Learning Hamiltonian dynamics by reservoir computer

TL;DR

This paper demonstrates that reservoir computers can learn Hamiltonian dynamics from limited data, accurately predicting short-term behavior and reconstructing long-term ergodic properties and KAM diagrams without prior knowledge of the equations.

Contribution

The study introduces a parameter-aware reservoir computer architecture capable of reconstructing the entire KAM dynamics diagram from limited parameter data.

Findings

RC predicts short-term system evolution accurately.

RC replicates long-term ergodic properties.
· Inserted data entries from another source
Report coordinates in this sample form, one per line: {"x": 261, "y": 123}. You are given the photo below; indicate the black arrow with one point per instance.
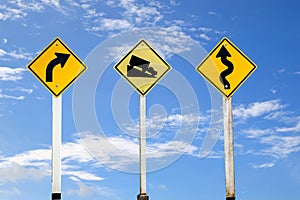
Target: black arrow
{"x": 223, "y": 53}
{"x": 61, "y": 58}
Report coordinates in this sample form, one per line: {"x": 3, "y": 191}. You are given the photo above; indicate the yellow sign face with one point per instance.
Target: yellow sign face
{"x": 57, "y": 67}
{"x": 226, "y": 67}
{"x": 142, "y": 67}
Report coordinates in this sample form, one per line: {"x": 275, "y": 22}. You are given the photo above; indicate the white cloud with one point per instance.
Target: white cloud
{"x": 295, "y": 128}
{"x": 11, "y": 74}
{"x": 114, "y": 24}
{"x": 257, "y": 109}
{"x": 85, "y": 190}
{"x": 204, "y": 37}
{"x": 257, "y": 133}
{"x": 5, "y": 96}
{"x": 212, "y": 13}
{"x": 36, "y": 164}
{"x": 16, "y": 54}
{"x": 174, "y": 3}
{"x": 264, "y": 165}
{"x": 281, "y": 146}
High-precision reconstruction of KAM diagrams.

Abstract

Reconstructing the KAM dynamics diagram of Hamiltonian system from the time series of a limited number of parameters is an outstanding question in nonlinear science, especially when the Hamiltonian governing the system dynamics are unknown. Here, we demonstrate that this question can be addressed by the machine learning approach knowing as reservoir computer (RC). Specifically, we show that without prior knowledge about the Hamilton's equations of motion, the trained RC is able to not only predict the short-term evolution of the system state, but also replicate the long-term ergodic properties of the system dynamics. Furthermore, by the architecture of parameter-aware RC, we also show that the RC trained by the time series acquired at a handful parameters is able to reconstruct the entire KAM dynamics diagram with a high precision by tuning a control parameter externally. The feasibility and efficiency of the learning techniques are demonstrated in two classical nonlinear Hamiltonian systems, namely the double-pendulum oscillator and the standard map. Our study indicates that, as a complex dynamical system, RC is able to learn from data the Hamiltonian.